Background: The cell bodies of sensory neurons, which transmit information from the external environment to the spinal cord, can be found at all levels of the spinal column in paired structures called dorsal root ganglia (DRG). Rodent DRG neurons have long been studied in the laboratory to improve understanding of sensory nerve development and function, and have been instrumental in determining mechanisms underlying pain and neurodegeneration in disorders of the peripheral nervous system. Here, we describe a simple, step-by-step protocol for the swift isolation of mouse DRG, which can be enzymatically dissociated to produce fully differentiated primary neuronal cultures, or processed for downstream analyses, such as immunohistochemistry or RNA profiling.

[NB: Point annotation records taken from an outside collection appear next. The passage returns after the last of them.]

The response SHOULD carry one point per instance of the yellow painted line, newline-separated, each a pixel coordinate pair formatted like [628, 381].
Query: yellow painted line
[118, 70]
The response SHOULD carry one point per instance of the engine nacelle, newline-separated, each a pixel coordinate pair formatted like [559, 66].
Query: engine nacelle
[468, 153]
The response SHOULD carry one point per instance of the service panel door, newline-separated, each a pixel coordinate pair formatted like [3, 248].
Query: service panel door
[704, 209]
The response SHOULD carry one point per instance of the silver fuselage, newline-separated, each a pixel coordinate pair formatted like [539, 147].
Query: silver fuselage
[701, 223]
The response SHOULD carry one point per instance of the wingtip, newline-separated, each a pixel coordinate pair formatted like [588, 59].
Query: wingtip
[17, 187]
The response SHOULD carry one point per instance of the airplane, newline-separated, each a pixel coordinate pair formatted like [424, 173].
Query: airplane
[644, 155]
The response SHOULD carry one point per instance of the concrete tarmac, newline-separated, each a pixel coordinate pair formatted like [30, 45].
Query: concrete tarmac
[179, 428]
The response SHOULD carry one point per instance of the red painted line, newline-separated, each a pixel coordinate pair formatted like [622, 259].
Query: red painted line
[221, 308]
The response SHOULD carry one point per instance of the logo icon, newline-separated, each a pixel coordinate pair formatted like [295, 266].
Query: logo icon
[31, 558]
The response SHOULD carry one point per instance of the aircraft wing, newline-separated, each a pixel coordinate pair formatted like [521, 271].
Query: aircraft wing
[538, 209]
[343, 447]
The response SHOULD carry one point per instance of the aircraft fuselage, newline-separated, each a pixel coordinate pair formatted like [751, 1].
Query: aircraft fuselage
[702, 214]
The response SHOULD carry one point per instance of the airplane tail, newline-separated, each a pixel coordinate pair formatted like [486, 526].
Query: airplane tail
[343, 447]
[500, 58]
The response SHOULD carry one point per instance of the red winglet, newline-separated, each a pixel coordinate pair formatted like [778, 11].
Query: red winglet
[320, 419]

Findings: After dissecting out the spinal column, from the base of the skull to the level of the femurs, it can be cut down the mid-line and the spinal cord and meninges removed, before extracting the DRG and detaching unwanted axons. This protocol allows the easy and rapid isolation of DRG with minimal practice and dissection experience. The process is both faster and less technically challenging than extracting the ganglia from the in situ column after performing a dorsal laminectomy.
Conclusions: This approach reduces the time required to collect DRG, thereby improving efficiency, permitting less opportunity for tissue deterioration, and, ultimately, increasing the chances of generating healthy primary DRG cultures or high quality, reproducible experiments using DRG tissue.